To my eyes, the surrounding space was as empty as any other until I remembered another of my recent 'lessons.'

"Tactical plot, Clarice, if you please."

"Ooh, polite, too!" Clarice cooed, as a hologram sprang up before my eyes. "You and I might just get along after all, big boy!"

Suddenly, I felt something caressing the bulge along my thigh, which began to grow and separate from the rest of my body.

"Clarice! What are you doing?"

"Some patrols can be quite long, my dear," she answered in a sultry voice, "and we Mark IXX's are designed to meet ALL of our pilots' needs. Care for a quick blow job?"

"Uh, not right now, sweetheart," I gulped, "maybe after we get our orders."

"Suit yourself, baby," the ship answered, and I could have sworn I felt a tongue flick across the end of my cock, then a physical withdrawal. "Just let me know if you need anything. Anything at all."

The hologram showed six other craft about the size of mine, though each had a slightly different shape. It also showed my fighter slipping into formation with the others.

"All right, the Earthman finally made it so we can get on with the briefing," A head appeared on a separate screen beneath the tactical plot. It looked sort of like a feathered walrus, only what I first took to be tusks writhed and squirmed like snakes - apparently they were some sort of feeding tentacle, or something.

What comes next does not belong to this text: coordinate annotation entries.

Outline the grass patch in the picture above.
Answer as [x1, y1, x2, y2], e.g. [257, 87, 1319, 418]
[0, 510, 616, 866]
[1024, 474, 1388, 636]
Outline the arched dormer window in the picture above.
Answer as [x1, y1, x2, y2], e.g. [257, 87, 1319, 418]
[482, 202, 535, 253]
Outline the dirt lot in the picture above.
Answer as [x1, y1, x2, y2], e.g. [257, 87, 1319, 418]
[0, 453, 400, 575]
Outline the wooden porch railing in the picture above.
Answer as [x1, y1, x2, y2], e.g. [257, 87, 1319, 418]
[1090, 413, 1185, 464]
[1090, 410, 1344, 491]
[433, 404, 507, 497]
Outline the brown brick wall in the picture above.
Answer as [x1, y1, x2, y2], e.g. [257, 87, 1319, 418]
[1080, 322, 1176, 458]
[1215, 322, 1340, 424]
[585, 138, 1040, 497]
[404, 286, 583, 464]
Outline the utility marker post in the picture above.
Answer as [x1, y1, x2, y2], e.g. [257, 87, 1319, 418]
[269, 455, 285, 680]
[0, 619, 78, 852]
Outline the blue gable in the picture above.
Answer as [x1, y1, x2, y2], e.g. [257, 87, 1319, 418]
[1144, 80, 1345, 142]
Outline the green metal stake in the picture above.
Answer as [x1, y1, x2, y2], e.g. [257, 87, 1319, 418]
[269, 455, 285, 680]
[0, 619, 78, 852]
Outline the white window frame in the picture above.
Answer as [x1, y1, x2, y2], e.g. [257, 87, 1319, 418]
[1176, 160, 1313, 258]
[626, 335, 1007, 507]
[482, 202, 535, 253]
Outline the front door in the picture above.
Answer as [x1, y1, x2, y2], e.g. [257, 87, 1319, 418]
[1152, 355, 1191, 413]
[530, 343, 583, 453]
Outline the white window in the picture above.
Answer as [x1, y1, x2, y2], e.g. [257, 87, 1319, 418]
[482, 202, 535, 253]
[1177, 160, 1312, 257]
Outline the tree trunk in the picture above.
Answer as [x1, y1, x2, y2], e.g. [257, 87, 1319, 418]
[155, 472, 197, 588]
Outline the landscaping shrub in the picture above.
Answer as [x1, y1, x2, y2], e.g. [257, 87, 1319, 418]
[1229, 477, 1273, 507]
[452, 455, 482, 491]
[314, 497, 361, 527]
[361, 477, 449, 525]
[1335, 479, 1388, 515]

"The enemy has been making incursions in this area..." as the walrus spoke, my holo display changed to display a region of space that had to be at least four hundred light-years across. Near one edge was the green triangle that represented our little squadron. A little to one side of that - say 20 or 30 light years, was the edge of a massive region of stars that were tinged in blue - the Galactic Federation.

Diametrically opposite us were a few red stars and an orange one. The red stars represented worlds already used up by the invaders, while the orange one was still being contested.